Carlo had the impression of listening to his daughter, who preferred to die, who was maybe too fragile to put up with all this, who, instead of losing her identity as a woman, preferred to die. “You know what?” she continued, “It’s all a big conspiracy against our sex, even worse than before. Sexual revolution only brought a greater lack of responsibility for men, because since sex is free, you don’t even have to pay, in exchange we had the possibility of killing our essence and being your partner in crime. Or become lesbian, a small palliative, a fake victory, because you know sir, despite men, I prefer dicks, and not plastic ones. What a silly battle in ’68: sex equality will never exist, the only possibility would be to reverse nature and let men generate”, but a world A Rebours is not the one we have. If only women had been aware of this, I wouldn’t have had this awful decision to take.” Francesca, his daughter, was only fourteen when she passed away, she had just started to become a woman when she died, sadly or not, he will never know her. Then he replied, “You’re right, it’s a classist society where we live, where money gives value to things and people, and the masses are the new slaves. It’s the perpetration of the pact of the Inquisitor, which will never be broken until fear for freedom lets the masses exist. And the masses will exist until there are no more slaves, and if women are the slaves of this patriarchal society, which is failing because it denies femininity, women, as well as Jesus, have to fight against the Pharisees in order to be free, but not free from themselves, as we did, free to be themselves. If you think you’re denying your identity in killing the baby, leave yourself a chance. I didn’t. I’m old and I don’t know who I really am, I just followed the stream, thinking it was what I wanted and what was right, but its fastness didn’t leave me the time to understand, because if this is not a world for poor babies, the Virgin Mary should be the first to be aborted, while Jesus was born, instead, and he was king and he fought against the Pharisees. If you want to win without destroying, as we did, try to go against the stream and bet on life, perhaps the most illogical choice is the right one, though I’ve never been illogical. But to have slaves at your bidding perhaps wouldn’t be the solution, and nobody will ever get out from this dialectic of the masters”.

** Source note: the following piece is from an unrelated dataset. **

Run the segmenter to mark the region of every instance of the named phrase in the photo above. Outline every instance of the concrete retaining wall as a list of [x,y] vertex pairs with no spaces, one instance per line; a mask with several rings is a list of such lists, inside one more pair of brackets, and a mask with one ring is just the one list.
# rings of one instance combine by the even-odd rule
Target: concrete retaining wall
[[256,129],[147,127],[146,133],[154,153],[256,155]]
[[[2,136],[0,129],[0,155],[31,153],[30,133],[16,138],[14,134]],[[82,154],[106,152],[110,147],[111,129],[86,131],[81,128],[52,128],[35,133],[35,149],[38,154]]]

A doubt about her choice came up in the girl’s mind, though no solutions seemed to present themselves, just a clearer sky and the crazy idea of going to Pope Francis and asking him for a job or money for the baby, which made her sneer. She got up, lit up another cigarette and disappeared. For Carlo, only remained a sense of dismay around him and throughout his life, which was canalized in the obsessions he lived with. Perhaps the only alternative would have been an idealized, suspended time like in The Dreamers, by Bertolucci, but dreams exist only in the cinema, while reality is time which flows.
Lunchtime has already passed. Carlo slowly leaves.
Strangely he isn’t hungry. He has never lost his appetite, even when his wife left, so he skipped his favourite restaurant. On his way home, he thought that he would have liked to know his daughter.